Metadata-Version: 2.4
Name: seqmat
Version: 1.5.0
Summary: Fast, vectorized genomic sequences with first-class mutation tracking.
Author-email: Nicolas Lynn Vila <nicolasalynn@gmail.com>
License: MIT License
        
        Copyright (c) 2024 SeqMat Contributors
        
        Permission is hereby granted, free of charge, to any person obtaining a copy
        of this software and associated documentation files (the "Software"), to deal
        in the Software without restriction, including without limitation the rights
        to use, copy, modify, merge, publish, distribute, sublicense, and/or sell
        copies of the Software, and to permit persons to whom the Software is
        furnished to do so, subject to the following conditions:
        
        The above copyright notice and this permission notice shall be included in all
        copies or substantial portions of the Software.
        
        THE SOFTWARE IS PROVIDED "AS IS", WITHOUT WARRANTY OF ANY KIND, EXPRESS OR
        IMPLIED, INCLUDING BUT NOT LIMITED TO THE WARRANTIES OF MERCHANTABILITY,
        FITNESS FOR A PARTICULAR PURPOSE AND NONINFRINGEMENT. IN NO EVENT SHALL THE
        AUTHORS OR COPYRIGHT HOLDERS BE LIABLE FOR ANY CLAIM, DAMAGES OR OTHER
        LIABILITY, WHETHER IN AN ACTION OF CONTRACT, TORT OR OTHERWISE, ARISING FROM,
        OUT OF OR IN CONNECTION WITH THE SOFTWARE OR THE USE OR OTHER DEALINGS IN THE
        SOFTWARE.
Project-URL: Homepage, https://github.com/nicolasalynn/seqmat
Project-URL: Repository, https://github.com/nicolasalynn/seqmat
Project-URL: Issues, https://github.com/nicolasalynn/seqmat/issues
Project-URL: Changelog, https://github.com/nicolasalynn/seqmat/blob/main/CHANGELOG.md
Keywords: bioinformatics,genomics,sequence,mutation,splicing,transcript,hg38,mm39
Classifier: Development Status :: 5 - Production/Stable
Classifier: Intended Audience :: Science/Research
Classifier: Topic :: Scientific/Engineering :: Bio-Informatics
Classifier: License :: OSI Approved :: MIT License
Classifier: Programming Language :: Python :: 3
Classifier: Programming Language :: Python :: 3.10
Classifier: Programming Language :: Python :: 3.11
Classifier: Programming Language :: Python :: 3.12
Classifier: Operating System :: OS Independent
Requires-Python: >=3.10
Description-Content-Type: text/markdown
License-File: LICENSE
Requires-Dist: numpy<3,>=1.20.0
Requires-Dist: pandas<3,>=2.2.0
Requires-Dist: pyarrow>=15.0.0
Requires-Dist: pysam>=0.19.0
Requires-Dist: requests>=2.26.0
Requires-Dist: tqdm>=4.62.0
Requires-Dist: platformdirs>=3.0.0
Provides-Extra: lmdb
Requires-Dist: lmdb>=1.4.0; extra == "lmdb"
Provides-Extra: dev
Requires-Dist: pytest>=6.0; extra == "dev"
Requires-Dist: pytest-cov>=2.0; extra == "dev"
Requires-Dist: build>=1.0; extra == "dev"
Requires-Dist: twine>=4.0; extra == "dev"
Dynamic: license-file

# SeqMat

[![PyPI](https://img.shields.io/pypi/v/seqmat.svg)](https://pypi.org/project/seqmat/)
[![Python](https://img.shields.io/pypi/pyversions/seqmat.svg)](https://pypi.org/project/seqmat/)
[![License: MIT](https://img.shields.io/badge/License-MIT-yellow.svg)](LICENSE)
[![Downloads](https://static.pepy.tech/badge/seqmat/month)](https://pepy.tech/project/seqmat)

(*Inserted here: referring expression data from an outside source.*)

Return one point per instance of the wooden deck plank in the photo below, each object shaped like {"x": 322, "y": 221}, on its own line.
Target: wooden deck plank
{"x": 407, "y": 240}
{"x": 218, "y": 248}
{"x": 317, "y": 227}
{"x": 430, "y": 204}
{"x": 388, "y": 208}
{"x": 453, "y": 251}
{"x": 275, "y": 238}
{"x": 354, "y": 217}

**Fast, vectorized genomic sequences with first-class mutation tracking.**

SeqMat treats a DNA sequence as a NumPy-backed matrix of (nucleotide, genomic position) — so slicing, mutation, complement, and splicing are all vectorized array operations. It ships with a compact gene/transcript model that loads from a single indexed SQLite file built from Ensembl annotations, plus a position → gene lookup that resolves overlapping genes in microseconds.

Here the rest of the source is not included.